Der Beklagte zu 1) hat darüber hinaus auch keinen Schadensersatzanspruch bezüglich
der Kosten für das Gutachten des TÜV. Insbesondere bestand kein Anspruch aus § 538
BGB a.F. wegen Verzugs des Klägers mit der Mängelbeseitigung.
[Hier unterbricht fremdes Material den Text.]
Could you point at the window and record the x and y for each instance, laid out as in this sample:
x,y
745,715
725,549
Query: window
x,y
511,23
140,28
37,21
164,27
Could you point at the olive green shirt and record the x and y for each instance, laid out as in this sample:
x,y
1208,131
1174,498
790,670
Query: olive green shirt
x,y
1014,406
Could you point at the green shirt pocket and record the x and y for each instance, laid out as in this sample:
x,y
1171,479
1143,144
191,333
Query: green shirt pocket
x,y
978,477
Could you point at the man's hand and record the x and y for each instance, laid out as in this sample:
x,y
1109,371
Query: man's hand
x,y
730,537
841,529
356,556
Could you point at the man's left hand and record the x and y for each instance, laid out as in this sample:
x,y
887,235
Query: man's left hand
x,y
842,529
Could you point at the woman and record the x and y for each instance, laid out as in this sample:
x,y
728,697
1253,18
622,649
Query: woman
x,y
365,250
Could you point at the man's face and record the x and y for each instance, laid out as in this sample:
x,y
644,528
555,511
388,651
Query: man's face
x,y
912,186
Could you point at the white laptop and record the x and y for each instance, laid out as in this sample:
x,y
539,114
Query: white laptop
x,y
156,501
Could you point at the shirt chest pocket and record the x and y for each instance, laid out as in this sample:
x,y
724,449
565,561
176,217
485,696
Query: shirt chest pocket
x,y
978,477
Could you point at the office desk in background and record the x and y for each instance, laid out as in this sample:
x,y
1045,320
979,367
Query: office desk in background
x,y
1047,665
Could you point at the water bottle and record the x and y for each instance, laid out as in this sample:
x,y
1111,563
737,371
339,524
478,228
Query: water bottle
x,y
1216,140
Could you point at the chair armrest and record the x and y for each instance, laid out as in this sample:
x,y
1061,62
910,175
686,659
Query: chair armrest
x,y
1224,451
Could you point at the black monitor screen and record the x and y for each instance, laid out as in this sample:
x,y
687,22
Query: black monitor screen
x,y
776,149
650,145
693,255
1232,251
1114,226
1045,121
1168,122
Die Beklagten haben
jedenfalls nicht substantiiert vorgetragen, dass und inwieweit sie den Kläger vor
Auftragserteilung bezüglich des Guthabens wegen der Mängelbeseitigung in Verzug
gesetzt hätten. Insoweit wurde bereits darauf hingewiesen, dass die Beklagten selbst
nicht behaupten, der Kläger habe sich bereits vor Ausspruch der fristlosen Kündigung auf
§ 23 Ziff. 7 des Mietvertrages berufen. Ein Schadensersatzanspruch wäre auch nur in
Betracht gekommen, wenn das Gutachten eingeholt worden wäre, um die akute
Gesundheitsgefährdung durch Schimmelpilzsporen und toxische Stoffe festzustellen;
gerade dies hat das Gutachten (bautechnisches Gutachten) – wie bereits ausgeführt –
nicht ergeben. Zur Feststellung der reinen Feuchtigkeitsschäden bedurfte es im Übrigen
keines Gutachtens. Ein Anspruch aus Geschäftsführung ohne Auftrag nach den §§ 677,
678, 679, 670 BGB scheitert daran, dass die Einholung des Gutachtens nicht dem Willen
des Klägers entsprach; der Beklagte erfüllte damit auch keine Verpflichtung des Klägers,
deren Erfüllung im öffentlichen Interesse gelegen hätte. Dies wäre allenfalls in Betracht
gekommen, wenn deutliche Anzeichen für eine konkrete Gesundheitsgefährdung
bestanden, woran es, wie dargelegt, fehlt.
Hiernach scheitert auch die im Hinblick auf die Aufrechnung mit Gegenansprüchen
erhobene, auf Zahlung gerichtete Widerklage der Beklagten.
Die Kostenentscheidung beruht auf § 97 ZPO. Die Entscheidung hinsichtlich der
vorläufigen Vollstreckbarkeit ergibt sich aus § 708 Nr. 10 ZPO und § 711 ZPO. Die
Revision war nicht zuzulassen, da Gründe für eine Zulassung der Revision im Sinne von §
543 Abs. 2 ZPO nicht ersichtlich sind.